I saw (and stopped in) several bookstores, but two caught my particular attention. "Les Editeurs Reunis" was the first. As a store name, it's pretty banal. Doesn't even sound that much like a bookstore. Certainly doesn't sound like a Russian bookstore. So it wasn't until I was inside and was faced with shelf upon shelf of Cyrillic titles that I realised it was. By that point, the clerk had already glared at me for walking in, so I felt I needed to justify my presence by taking my time with the books. Several looked interesting, but none had prices, and I left without buying anything.

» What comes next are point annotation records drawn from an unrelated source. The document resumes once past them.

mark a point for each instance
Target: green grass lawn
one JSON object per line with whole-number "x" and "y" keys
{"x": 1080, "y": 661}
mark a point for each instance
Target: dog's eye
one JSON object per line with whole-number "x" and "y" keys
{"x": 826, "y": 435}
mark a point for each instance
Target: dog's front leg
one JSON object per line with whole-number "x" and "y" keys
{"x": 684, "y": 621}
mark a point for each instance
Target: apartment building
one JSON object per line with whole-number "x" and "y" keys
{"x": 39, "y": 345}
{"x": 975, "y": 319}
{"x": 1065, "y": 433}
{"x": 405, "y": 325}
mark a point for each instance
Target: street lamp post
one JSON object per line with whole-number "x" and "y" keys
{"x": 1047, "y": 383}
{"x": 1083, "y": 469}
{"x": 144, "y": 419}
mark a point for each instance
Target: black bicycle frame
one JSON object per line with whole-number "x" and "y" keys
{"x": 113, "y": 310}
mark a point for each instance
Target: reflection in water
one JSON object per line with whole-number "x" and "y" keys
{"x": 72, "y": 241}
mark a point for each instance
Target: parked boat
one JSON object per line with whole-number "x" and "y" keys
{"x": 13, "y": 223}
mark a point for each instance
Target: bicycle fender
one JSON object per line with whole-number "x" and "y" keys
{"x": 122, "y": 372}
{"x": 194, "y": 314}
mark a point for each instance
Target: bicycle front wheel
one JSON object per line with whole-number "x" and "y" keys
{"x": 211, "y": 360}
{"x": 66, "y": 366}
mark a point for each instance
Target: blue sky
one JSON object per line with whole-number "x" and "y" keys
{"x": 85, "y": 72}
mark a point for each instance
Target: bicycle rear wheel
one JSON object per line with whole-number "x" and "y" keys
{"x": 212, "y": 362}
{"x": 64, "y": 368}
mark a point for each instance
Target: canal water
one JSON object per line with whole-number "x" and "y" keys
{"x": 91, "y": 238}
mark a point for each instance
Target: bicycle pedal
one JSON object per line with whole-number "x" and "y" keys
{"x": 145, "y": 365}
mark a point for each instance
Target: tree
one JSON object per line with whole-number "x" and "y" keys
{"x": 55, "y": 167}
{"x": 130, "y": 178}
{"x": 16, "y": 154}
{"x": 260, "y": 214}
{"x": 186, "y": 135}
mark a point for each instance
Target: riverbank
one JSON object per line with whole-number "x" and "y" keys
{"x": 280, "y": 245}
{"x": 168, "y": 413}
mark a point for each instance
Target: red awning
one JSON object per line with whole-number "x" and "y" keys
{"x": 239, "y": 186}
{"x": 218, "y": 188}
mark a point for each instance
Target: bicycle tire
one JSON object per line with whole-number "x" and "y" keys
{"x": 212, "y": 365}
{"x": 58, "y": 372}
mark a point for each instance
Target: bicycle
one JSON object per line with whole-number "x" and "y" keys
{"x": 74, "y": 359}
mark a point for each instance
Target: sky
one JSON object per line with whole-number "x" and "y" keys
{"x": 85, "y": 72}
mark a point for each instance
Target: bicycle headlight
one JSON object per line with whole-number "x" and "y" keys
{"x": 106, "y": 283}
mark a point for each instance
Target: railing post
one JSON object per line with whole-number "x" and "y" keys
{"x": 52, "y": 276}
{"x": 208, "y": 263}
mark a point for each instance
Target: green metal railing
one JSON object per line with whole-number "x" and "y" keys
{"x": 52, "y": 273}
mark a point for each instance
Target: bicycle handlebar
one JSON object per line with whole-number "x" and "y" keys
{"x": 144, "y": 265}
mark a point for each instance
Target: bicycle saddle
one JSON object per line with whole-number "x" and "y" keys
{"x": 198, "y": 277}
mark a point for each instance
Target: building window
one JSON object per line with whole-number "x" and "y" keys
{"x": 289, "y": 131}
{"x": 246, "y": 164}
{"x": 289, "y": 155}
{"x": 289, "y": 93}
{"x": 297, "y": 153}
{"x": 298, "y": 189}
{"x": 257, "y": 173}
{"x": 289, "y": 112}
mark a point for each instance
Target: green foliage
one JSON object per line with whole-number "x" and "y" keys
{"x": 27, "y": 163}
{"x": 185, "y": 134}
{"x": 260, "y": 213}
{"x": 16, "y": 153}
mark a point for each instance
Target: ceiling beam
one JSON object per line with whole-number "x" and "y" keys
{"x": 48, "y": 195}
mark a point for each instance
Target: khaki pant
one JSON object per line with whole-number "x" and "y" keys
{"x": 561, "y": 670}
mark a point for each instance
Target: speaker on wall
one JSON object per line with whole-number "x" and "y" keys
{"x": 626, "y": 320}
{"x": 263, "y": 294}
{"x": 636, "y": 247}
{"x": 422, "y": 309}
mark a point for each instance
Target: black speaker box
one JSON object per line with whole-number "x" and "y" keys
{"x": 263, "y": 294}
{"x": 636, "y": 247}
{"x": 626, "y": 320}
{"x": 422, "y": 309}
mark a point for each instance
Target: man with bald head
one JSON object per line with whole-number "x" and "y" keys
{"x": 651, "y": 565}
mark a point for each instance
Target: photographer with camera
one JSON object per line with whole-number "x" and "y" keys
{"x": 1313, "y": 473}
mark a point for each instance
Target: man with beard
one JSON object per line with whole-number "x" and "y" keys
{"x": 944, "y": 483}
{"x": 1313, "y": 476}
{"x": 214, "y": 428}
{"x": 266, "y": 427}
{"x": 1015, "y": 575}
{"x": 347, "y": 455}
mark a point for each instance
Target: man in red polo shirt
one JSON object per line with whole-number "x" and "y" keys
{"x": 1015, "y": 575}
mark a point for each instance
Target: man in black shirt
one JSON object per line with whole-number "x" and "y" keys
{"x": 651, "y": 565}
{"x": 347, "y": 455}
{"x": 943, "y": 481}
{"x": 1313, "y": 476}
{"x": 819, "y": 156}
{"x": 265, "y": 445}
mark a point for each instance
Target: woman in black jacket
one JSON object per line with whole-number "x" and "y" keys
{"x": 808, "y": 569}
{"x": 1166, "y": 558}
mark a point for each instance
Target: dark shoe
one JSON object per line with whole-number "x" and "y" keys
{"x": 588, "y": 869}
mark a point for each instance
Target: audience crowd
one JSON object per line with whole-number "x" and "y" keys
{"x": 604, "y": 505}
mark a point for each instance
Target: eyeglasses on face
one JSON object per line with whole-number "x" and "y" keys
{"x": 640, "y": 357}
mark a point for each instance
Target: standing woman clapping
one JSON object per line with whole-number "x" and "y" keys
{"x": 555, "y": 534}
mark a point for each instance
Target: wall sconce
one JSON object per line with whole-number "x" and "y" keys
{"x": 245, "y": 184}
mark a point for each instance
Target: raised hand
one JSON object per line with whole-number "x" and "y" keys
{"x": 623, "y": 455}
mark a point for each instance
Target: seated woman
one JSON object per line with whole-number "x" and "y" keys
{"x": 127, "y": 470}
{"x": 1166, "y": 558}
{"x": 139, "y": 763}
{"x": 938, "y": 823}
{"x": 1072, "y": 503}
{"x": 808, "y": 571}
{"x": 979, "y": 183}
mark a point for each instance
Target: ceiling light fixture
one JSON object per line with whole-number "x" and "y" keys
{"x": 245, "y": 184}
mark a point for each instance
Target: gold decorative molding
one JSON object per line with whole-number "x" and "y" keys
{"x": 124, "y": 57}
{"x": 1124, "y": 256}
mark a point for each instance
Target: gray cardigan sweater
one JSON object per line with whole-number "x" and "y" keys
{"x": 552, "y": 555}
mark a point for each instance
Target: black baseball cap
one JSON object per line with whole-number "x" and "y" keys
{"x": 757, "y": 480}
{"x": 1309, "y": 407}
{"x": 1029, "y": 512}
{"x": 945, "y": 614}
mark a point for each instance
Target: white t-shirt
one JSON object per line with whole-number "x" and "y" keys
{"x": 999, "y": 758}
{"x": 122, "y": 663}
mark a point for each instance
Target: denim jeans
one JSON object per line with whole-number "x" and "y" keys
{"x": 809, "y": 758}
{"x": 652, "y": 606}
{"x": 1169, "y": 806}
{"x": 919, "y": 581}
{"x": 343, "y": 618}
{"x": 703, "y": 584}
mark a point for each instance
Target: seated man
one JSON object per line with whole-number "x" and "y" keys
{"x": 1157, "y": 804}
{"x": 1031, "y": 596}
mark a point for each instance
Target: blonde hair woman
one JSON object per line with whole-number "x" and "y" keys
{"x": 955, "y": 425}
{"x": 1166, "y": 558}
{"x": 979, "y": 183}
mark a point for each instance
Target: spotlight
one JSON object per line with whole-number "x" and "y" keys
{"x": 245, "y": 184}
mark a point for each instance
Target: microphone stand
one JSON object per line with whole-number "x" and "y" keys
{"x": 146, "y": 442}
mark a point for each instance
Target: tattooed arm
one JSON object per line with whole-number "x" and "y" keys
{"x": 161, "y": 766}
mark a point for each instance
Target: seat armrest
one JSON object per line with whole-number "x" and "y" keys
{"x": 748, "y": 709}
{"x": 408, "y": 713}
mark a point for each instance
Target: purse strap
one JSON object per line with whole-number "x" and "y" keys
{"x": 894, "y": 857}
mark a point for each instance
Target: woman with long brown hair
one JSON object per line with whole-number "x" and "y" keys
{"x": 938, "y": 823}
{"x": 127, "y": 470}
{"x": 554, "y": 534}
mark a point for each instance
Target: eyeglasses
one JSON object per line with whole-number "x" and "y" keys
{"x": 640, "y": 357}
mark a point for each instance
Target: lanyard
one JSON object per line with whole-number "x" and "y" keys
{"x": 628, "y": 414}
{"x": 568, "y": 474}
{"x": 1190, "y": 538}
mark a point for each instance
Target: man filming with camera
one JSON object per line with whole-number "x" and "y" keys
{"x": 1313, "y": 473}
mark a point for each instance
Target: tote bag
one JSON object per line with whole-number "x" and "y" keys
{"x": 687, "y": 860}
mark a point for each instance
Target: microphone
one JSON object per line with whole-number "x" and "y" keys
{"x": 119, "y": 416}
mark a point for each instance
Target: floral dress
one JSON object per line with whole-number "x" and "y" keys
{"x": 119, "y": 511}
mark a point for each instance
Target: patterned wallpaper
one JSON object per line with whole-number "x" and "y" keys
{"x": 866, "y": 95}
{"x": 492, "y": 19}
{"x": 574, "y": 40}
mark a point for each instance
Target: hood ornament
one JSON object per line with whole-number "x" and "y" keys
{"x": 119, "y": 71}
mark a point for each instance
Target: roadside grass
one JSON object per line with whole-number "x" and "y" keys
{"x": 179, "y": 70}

The other bookstore was Librairie Eyrolles. This one sprawled across an entire block, with separate entrances and several connecting basements. This was in the minority of bookstores that I'd seen in Paris that looked well and diversely stocked. (The majority look like the booksellers got their start when they were sorting through their grandmother's attic and realized that maybe their family was in the minority of people who didn't want any of her books.) It got my attention through several books in the window displays- Math Exercises to Relax and it's potential companion, Physics Exercises to Relax. I get the math, but I was really curious what relaxing physics exercises would be like. Unfortunately, I forgot about them immediately upon entering the store, and didn't remember until I'd left. And by then I was ready to go back to the hotel. (I should go back there and find out.)

I got back to the hotel (and WiFi)  around 15:30 and saw an e-mail from Erin asking me to go visit two other studios. Before the movie started. I'd been gone all day, so my first instinct was to wonder how long ago she'd sent it. Only 15 minutes. So I responded, and after a little bit of back and forth she told me to meet me at a metro in the 15th arrondissement in 45 minutes. Google maps told me two things- that it was 45 minutes away by metro, and that I'd already marked that spot as being important.

I raced out, along the way deciding that Samuel Beckett had probably lived nearby at one point in his life. Otherwise, I could think of no reason why I would have marked a random residence that I had no memory of. Once I arrived at the metro stop, I met up with Maria Jose and, a little later, Megan.

The situation turned out to be that neither Megan nor I had housing. (Neither did Maria Jose, but she was staying with a family friend and had another housing meeting set up, so Megan and I, who were both being kicked out Les Citadines Sunday at noon, had priority over her.) Everyone had marked all the same preferences, so Erin was showing us two more lodgings. One of them other people had seen (but we hadn't.) The other no one had seen. We'd see them both and, if there wasn't a distinct preference, we'd pick at random.

With that introduction, we went up to the seventh floor. There was an extremely slow elevator, which the others used and I ignored. And we walked into a room that was a quintessential Paris apartment. There were skylights and a window which provided plenty of natural light, plus the window had a view to the arrondissement city hall. The main room was probably two, maybe three times as large as the bed, and it was attached to a small kitchen and an even smaller bathroom.

It was a tiny apartment up seven flights of stairs in an arrondissement which was, walking, an hour from the university and 90 minutes from the Brown in Paris office. And, for reasons I couldn't explain, I really wanted it.

We went from there to the movie, and then to apertifs. The movie was pretty good,  and, since the main characters were Sri Lankan and the majority of the important dialogue took place between them in their native language and was subtitled into French, it wasn't too difficult to understand. It got slightly odd (and violent) near the end, and the last scene almost seemed happy, which is definitely not a thing that's supposed to happen in French movies. So maybe it was more difficult to understand than I assumed.

If, your senior year of high school, you hung out with a lot of people who had been accepted to their universities early decision, you would know exactly how I felt duirng drinks after the movies. Everyone else knew where they were living, and I still hadn't seen my last apartment. That would take place 10:30 tomorrow morning. Exactly one and a half hours before I needed to move out of the hotel.

What's life without a little adventure?